9 Marzo 2026  Santa Francisca Romana  68 – 297  Sol: 7´36 a 19´15

   Murcia, lunes, tiempo lluvioso, pero sin novedad en casa ni en la familia, gracias a Dios.

   PARA PENSAR: El lazo más fuerte de simpatía humana, debería ser unir a las personas de todas las naciones y todas las lenguas.

   PARA SEGUIR PENSANDO: En la edad antigua, los astrónomos cuando contemplaban la luna creían que las regiones oscuras de su superficie eran océanos y las brillantes continentes. De ahí los nombres latinos de mare (Mare Frigoris, Mare Serenitatis, etc.) para algunas de sus zonas. Nomenclatura que todavía hoy se sigue utilizando.

   UNA CARTA: (A mis nietos Gabriel, Pablo e Isabel )

  Hoy he escrito una carta a mi padre. Entre otras cosas le hablo de Rillo por la noticia de la muerte de don Miguel Iniesta Corredor.

   Cuando fui a Rillo (Teruel) el cura me llevó a la escuela. Don Federico, o mosén Federico, como allí le llamaban, era subido de color, regordete y usaba sotana.

   ¡Nenes, este es el señor maestro! y nos dejó solos. Habría 30 o 40 niños. La escuela era una sala rectangular, con bancos sucios, medios rotos y una pizarra en la pared.

   Nos pusimos a limpiar y a ordenar lo que había en armarios y mesas. A los pocos días, el aspecto de la escuela había cambiado. Don Miguel vino pronto, por la tarde, a la hora de salir.

   Vino también con el cura  “¿Han rezado los niños?, dijo serio. No sé si porque estaba allí delante el cura o porque decía lo mismo en todas las escuelas.

   Es cuanto recuerdo de este inspector. Es más, creo que no dijo más en su visita, ni volvió por la escuela después en los dos cursos que yo estuve en Rillo.
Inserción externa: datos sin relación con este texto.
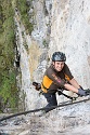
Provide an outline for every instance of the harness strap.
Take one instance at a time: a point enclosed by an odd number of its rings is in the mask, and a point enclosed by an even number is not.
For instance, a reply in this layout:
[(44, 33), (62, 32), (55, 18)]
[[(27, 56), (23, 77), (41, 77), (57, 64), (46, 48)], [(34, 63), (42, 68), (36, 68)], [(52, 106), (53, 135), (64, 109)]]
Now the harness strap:
[(68, 96), (68, 95), (66, 95), (66, 94), (64, 94), (63, 92), (61, 92), (61, 91), (57, 91), (59, 92), (59, 95), (64, 95), (65, 97), (67, 97), (67, 98), (69, 98), (69, 99), (72, 99), (72, 100), (74, 100), (74, 99), (76, 99), (77, 97), (72, 97), (72, 96)]
[[(48, 93), (48, 90), (49, 90), (49, 89), (47, 89), (47, 87), (43, 85), (43, 83), (41, 83), (41, 84), (42, 84), (43, 89), (44, 89), (44, 90), (47, 91), (47, 93)], [(43, 92), (44, 92), (44, 91), (43, 91)], [(57, 92), (59, 92), (59, 95), (64, 95), (65, 97), (72, 99), (72, 100), (74, 100), (74, 99), (77, 98), (77, 97), (68, 96), (68, 95), (64, 94), (63, 92), (61, 92), (61, 91), (59, 91), (59, 90), (57, 90)]]

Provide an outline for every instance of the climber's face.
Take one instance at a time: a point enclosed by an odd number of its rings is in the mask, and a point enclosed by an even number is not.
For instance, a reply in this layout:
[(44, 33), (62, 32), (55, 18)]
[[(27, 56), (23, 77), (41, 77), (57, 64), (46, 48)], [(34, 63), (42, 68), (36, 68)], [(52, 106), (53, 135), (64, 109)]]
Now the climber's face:
[(54, 69), (56, 71), (61, 71), (64, 67), (64, 62), (53, 62), (52, 64), (53, 64)]

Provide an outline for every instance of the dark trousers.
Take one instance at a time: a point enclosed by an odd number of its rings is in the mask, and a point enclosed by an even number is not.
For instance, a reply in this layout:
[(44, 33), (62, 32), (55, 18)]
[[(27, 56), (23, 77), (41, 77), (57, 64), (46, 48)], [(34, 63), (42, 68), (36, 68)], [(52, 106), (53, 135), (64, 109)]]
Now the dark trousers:
[(48, 105), (46, 106), (46, 112), (49, 112), (50, 110), (54, 109), (54, 108), (48, 108), (48, 107), (57, 106), (55, 93), (43, 93), (42, 95), (46, 97), (48, 102)]

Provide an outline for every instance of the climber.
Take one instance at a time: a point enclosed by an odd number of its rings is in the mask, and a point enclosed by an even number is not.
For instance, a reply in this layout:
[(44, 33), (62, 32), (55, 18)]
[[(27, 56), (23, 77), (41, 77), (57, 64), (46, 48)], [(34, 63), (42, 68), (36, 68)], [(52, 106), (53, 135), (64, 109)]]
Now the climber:
[(66, 56), (62, 52), (54, 52), (52, 55), (51, 66), (46, 70), (41, 90), (42, 95), (47, 98), (48, 105), (46, 112), (50, 111), (48, 107), (56, 106), (57, 89), (72, 91), (79, 96), (87, 96), (86, 91), (74, 79), (68, 66), (65, 64)]

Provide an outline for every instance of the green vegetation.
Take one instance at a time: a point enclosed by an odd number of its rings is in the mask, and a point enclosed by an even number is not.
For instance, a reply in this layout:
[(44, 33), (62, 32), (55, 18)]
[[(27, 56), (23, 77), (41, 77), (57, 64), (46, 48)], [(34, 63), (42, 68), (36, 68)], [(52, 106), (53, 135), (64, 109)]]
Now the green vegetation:
[(29, 22), (29, 18), (31, 18), (34, 14), (30, 14), (30, 16), (28, 15), (30, 3), (31, 3), (31, 0), (29, 1), (28, 4), (26, 0), (16, 0), (16, 6), (20, 10), (21, 19), (23, 22), (23, 25), (25, 26), (27, 33), (28, 32), (31, 33), (34, 29), (33, 24)]
[(0, 109), (14, 108), (17, 103), (14, 68), (14, 12), (12, 0), (0, 0)]

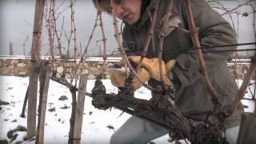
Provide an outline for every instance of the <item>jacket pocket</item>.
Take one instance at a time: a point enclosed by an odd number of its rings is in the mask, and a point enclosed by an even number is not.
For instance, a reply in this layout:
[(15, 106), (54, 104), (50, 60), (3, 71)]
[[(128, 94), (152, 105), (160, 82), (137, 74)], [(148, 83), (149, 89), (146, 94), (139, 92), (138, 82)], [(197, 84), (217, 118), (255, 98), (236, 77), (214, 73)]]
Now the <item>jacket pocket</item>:
[(197, 56), (194, 54), (182, 54), (177, 58), (177, 65), (174, 73), (178, 78), (182, 86), (186, 86), (194, 82), (202, 77)]

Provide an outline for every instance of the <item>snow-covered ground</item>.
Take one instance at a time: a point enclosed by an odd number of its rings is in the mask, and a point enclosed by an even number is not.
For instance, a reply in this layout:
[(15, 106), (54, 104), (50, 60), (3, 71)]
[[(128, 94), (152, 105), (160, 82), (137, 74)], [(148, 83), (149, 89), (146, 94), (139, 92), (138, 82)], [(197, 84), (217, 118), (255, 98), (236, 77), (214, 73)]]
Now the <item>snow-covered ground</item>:
[[(10, 142), (10, 139), (6, 135), (8, 131), (15, 129), (18, 126), (26, 127), (26, 118), (21, 118), (20, 114), (28, 83), (28, 78), (0, 76), (0, 100), (10, 103), (0, 106), (0, 140), (6, 139)], [(103, 80), (103, 83), (107, 93), (118, 92), (118, 89), (111, 85), (110, 80)], [(90, 92), (94, 85), (94, 80), (88, 81), (86, 91)], [(58, 100), (62, 95), (66, 96), (68, 99)], [(142, 87), (136, 91), (135, 97), (148, 99), (150, 98), (150, 93)], [(251, 97), (250, 93), (247, 93), (246, 97)], [(242, 100), (242, 102), (249, 106), (246, 108), (246, 111), (253, 111), (254, 102), (247, 100)], [(64, 106), (67, 109), (63, 109)], [(54, 110), (49, 110), (50, 109)], [(50, 81), (46, 115), (45, 143), (67, 143), (70, 114), (71, 94), (69, 90), (62, 85)], [(111, 134), (129, 117), (129, 114), (122, 114), (122, 111), (115, 109), (112, 109), (111, 111), (97, 110), (91, 105), (91, 98), (86, 97), (81, 143), (109, 143)], [(26, 131), (19, 131), (17, 134), (18, 135), (16, 140), (11, 143), (23, 141)], [(154, 142), (168, 143), (168, 135), (166, 135)], [(34, 141), (24, 142), (24, 143), (34, 143)]]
   Su aspecto era de un hombre cuarentón y no muy alto. Nunca más volvimos a vernos, a cruzar palabra. Quizás porque fue la primera visita de un inspector en mi escuela, lo recuerdo.

   Don Federico me llevó varias veces a su casa. Vivía con él para lavarle la ropa quizás, limpiar la casa y preparar comidas, una señora ya mayor, como el ama de Don Quijote. Antes de entrar a la casa había un patio o corral que daba a la calle, con gallinas y conejos.

   Mosén Federico era un típico cura de pueblo, bueno en el fondo, que comía bien, bebía mejor y jugaba a las cartas en el bar, contaba chistes chistes subidos de tono y se reía el mismo de ellos estrepitosamente. La saliva se le escapaba a raudales por la comisura de los labios y los puros habanos se sucedían sin descanso como sus chascarrillos.

   Entendía bien la vida el mosén. Estaba creo yo a medias con Dios y con el diablo. Al final, segun me contaron luego, murió de accidente en una moto.

   Un día me dijo que lo lo llamó el Obispo: “Me han dicho, don Federico, que juega usted en el bar con los mineros; me han asegurado que bebe usted como un cosaco”.

   A lo que él respondió: “Es cierto, Eminencia, si no fuera yo al bar no tendría ocasión de hablar con los hombres de mi pueblo, ellos no pisan la iglesia”.

   Así era este hombre que presumía de saber cantar la jota aragonesa en 12 estilos diferentes. A mí me cantó algunas pero es mejor no recordar: vos chillona, ojos vidriosos y pies que no podían con él por haber abusado de la bebida.

   El día que llegué a Rillo don Federico me invitó a cenar en su casa con nosotros estuvo no recuerdo su nombre pero era el anterior maestro don Eduardo creo con el cura se llevaba bien.

   Estaban muy compenetrados, bebieron, cantaron y ccontaron chistes que tuve que reír sin hacerme gracia. Aa mis 20 años, con ilusiones sin estrenar, aquellos chistes y aquella bromas me hacían daño, me sentaban como una bofetada.